6-Nassların karakteri.Ayet ve hadislerin farklı yorumlara müsait ifadeler içermesi.

7-Zayıf hadisle amel edilip edilemeyeceği de ihtilaflara yol açmıştır.

8-Örf ve âdetlerin değişik olması da mezheplerin çıkış sebeplerinden birisidir.

MEZHEPLER İKİYE AYRILIR :

1-İtikadi (İnançla ilgili)mezhepler

2-Ameli mezhepler(Uygulamaya dayalı)

İTİKADİ MEZHEPLER:

1-EŞ’ARİLİK: Ebu’l-Hasen el-Eş’ârî’nin (324/935-36) öncülüğünü yaptığı, kelâm metodunu benimseyen kelâm ekolü. Eş’ârî kelâmında aklın büyük önemi vardır. Zira, ortaya çıkışındaki ortamda bunun böyle olmasını zorunlu kılıyordu .

Eş’ârîyye Mezhebi, Mu’tezile’ye karşı bir anti-tez olarak doğmuş ve selef akidesini esas almıştır.Eş’ârîyye ekolü önce Irak ve Suriye’de yayılmış daha sonra da Nizamiye medreselerine Eş’ârî âlimlerinin tayin edilişiyle geniş bir alana yayılma imkânı bulmuş ve Mısır ile Mağrîb ülkelerine kadar yayılmıştır.
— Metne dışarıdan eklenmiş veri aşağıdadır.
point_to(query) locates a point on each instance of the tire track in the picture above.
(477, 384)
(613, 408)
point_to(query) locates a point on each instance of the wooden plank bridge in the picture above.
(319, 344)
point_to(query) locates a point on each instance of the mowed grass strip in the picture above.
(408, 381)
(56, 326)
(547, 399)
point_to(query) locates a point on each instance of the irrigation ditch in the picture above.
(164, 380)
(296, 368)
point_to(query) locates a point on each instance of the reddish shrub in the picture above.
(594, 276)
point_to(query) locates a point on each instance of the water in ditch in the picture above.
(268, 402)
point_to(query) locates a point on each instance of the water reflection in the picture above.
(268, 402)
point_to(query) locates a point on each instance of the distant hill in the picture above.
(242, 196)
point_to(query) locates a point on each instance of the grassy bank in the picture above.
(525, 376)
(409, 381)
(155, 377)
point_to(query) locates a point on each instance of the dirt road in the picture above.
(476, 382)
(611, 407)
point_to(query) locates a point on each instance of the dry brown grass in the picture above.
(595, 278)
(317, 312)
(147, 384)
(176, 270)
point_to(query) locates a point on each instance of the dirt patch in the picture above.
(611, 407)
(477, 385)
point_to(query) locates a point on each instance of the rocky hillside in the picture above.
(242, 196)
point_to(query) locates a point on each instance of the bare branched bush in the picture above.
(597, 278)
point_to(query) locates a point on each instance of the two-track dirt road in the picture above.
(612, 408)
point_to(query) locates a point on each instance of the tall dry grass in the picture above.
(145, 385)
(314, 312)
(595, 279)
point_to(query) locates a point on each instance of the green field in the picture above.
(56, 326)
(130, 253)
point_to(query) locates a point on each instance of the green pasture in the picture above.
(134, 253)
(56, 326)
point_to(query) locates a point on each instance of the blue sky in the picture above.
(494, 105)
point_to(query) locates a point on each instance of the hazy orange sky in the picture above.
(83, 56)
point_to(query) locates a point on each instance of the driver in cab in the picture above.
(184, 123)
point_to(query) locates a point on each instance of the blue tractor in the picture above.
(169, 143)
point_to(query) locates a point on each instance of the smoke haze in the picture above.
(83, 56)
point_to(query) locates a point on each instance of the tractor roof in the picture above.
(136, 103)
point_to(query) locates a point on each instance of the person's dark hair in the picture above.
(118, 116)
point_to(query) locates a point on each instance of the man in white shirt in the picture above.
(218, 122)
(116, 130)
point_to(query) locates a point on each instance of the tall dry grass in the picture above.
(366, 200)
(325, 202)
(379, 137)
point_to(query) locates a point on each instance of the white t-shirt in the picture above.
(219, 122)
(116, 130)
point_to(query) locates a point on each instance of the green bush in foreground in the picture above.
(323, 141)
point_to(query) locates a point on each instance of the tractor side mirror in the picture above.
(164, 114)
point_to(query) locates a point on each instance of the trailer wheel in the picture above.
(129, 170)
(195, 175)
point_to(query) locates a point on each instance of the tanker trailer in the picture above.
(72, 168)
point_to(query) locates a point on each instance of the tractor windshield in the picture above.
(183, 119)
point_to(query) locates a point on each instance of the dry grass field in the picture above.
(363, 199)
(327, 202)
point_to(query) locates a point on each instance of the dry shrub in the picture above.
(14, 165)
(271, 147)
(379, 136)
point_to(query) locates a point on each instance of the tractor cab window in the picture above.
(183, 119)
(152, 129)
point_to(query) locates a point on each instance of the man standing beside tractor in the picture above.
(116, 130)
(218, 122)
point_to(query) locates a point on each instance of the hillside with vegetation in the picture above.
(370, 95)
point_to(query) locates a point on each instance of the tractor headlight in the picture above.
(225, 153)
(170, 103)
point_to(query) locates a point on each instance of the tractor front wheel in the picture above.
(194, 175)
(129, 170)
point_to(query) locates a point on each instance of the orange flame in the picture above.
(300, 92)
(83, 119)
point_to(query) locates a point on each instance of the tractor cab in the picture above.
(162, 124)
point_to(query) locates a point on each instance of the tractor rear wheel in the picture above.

2-MATURİDİLİK:İmam Ebu Mansur el-Mâturidinin akaiddeki mezhebine mensup olanların meydana getirdiği topluluğa Matüridiyye denilir. Ehl-i Sünnet’in Kelâm metodunu daha ziyade doğru ve ilmi bir şekilde başlatan, akla ve nakle de lâyık oldukları değeri vererek bu iki asla bağlı kalan ve bu şekilde İslâm akaidini açıklamaya çalışan, imam Matüridî olmuştur. Çünkü, dinde akla uymayan bir şey yoktur.  Matüridî, Eş’arî’nin verdiği önemden daha fazla akla değer veriyordu.Şu anda bizim de inançta tabi olduğumuz bu mezheptir.

 

AMELİ MEZHEPLER:

Şu anda bu sahada dört mezhep var.Çünkü bu mezhepler önceleri daha fazla idi.Bu dört mezhebin dışındakiler zamanla tabileri tükenerek tarihe karıştılar.

1-HANEFİ MEZHEBİ: İmam-ı Âzam lâkabıyla şöhret bulan Ebû Hanîfe’ye izâfe edilen fıkıh ekolünün adı. Ebû Hanife’nin asıl adı Numân, babasının adı Sâbittir. Ebû Hanîfe H. 80 yılında Kûfe’de doğdu, varlıklı bir ailenin çocuğu olarak orada yetişti. Irak ve Hicaz Ebû Hanife’nin yetiştiği dönemde önemli iki ilim merkezi hâlindeydi. Ebû Hanife meseleleri tek tek ortaya atar, öğrencilerini dinler, kendi görüşünü söyler ve onlarla konuyu bir ay hattâ daha fazla süreyle münâkaşa ederdi.Bu mezhep bizim de amalde tabi olduğumuz mezheptir.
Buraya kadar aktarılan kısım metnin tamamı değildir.